Perdu dans mes pensées, je n'avais pas l'homme face à moi. Je m'écartai d'un bond pour éviter de me prendre un coup et m'excusai.

— Eh ! Le bourgeois ! Ça t'dit du poisson ? m'appela un pêcheur.

—Non, merci, répondis-je poliment.

J'arrivai sur le port, les activités foisonnaient, mêlant dockers et pêcheurs.

— Pousse toi de là, morveux !

Je sursautai, une main sur le cœur, alors qu'un docker me repoussait pour pouvoir décharger sa marchandise. Un instant, le souvenir de mes camarades d'étude me revint en mémoire et je frissonnai, avant de me reprendre. Je devais me dépêcher de trouver le navire, je ne survivrais pas longtemps ici autrement.

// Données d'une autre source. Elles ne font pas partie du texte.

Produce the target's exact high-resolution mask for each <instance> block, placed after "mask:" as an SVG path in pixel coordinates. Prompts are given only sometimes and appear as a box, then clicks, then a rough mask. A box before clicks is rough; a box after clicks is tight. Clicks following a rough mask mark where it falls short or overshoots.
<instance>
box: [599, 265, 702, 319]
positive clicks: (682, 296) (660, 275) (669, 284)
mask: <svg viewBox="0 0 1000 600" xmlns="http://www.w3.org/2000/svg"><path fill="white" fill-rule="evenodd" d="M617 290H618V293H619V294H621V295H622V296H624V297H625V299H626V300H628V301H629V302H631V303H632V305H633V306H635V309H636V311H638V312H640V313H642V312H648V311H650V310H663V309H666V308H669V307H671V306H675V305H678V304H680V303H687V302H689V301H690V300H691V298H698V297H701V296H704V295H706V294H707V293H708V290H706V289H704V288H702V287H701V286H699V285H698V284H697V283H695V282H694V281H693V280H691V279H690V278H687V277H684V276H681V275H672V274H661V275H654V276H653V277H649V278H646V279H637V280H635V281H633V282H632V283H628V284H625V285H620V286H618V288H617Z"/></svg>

Ce n'était pas le moment de penser à mes anciens camarades de promo, pas maintenant que j'étais si proche du navire de Monsieur Dumont d'Urville. Je relevai d'ailleurs la tête en apercevant la corvette. Ces navires, conçus pour être des bateaux de guerre légers et rapides, se constituaient de trois-mâts carrés. L'astrolabe ne faisait pas exception. Il possédait toutes les caractéristiques que l'on prêtait aux voiliers.

Plissant les sourcils, je m'étonnais que le capitaine n'ait pas choisi d'investir dans la vapeur. De plus en plus de navires de ce type opéraient des changements radicaux en délaissant le vent au profit de la force opérée par les machines. Pourquoi le capitaine n'avait-il pas converti son navire pour s'affranchir des contraintes naturelles ?

De là où je me trouvais, je pouvais voir les deux mâts principaux. Sur la proue, attaché entre le beaupré et la misaine, se trouvaient les focs triangulaires, permettant la remontée du vent. Comme le bateau était à quai, les voiles étaient nouées. Je m'approchai, pas forcément rassuré à l'idée de monter. Un matelot se trouvait à proximité. Il me jeta un regard noir en me voyant faire un pas dans sa direction.

— Z'êtes qui vous ? demanda-t-il avec un fort accent du sud.

Il avait un strabisme, une casquette enfoncée sur la tête et il était plus petit que moi. C'était assez rare pour être souligné, car je n'étais pas très grand et faisait tout juste un mètre soixante-dix.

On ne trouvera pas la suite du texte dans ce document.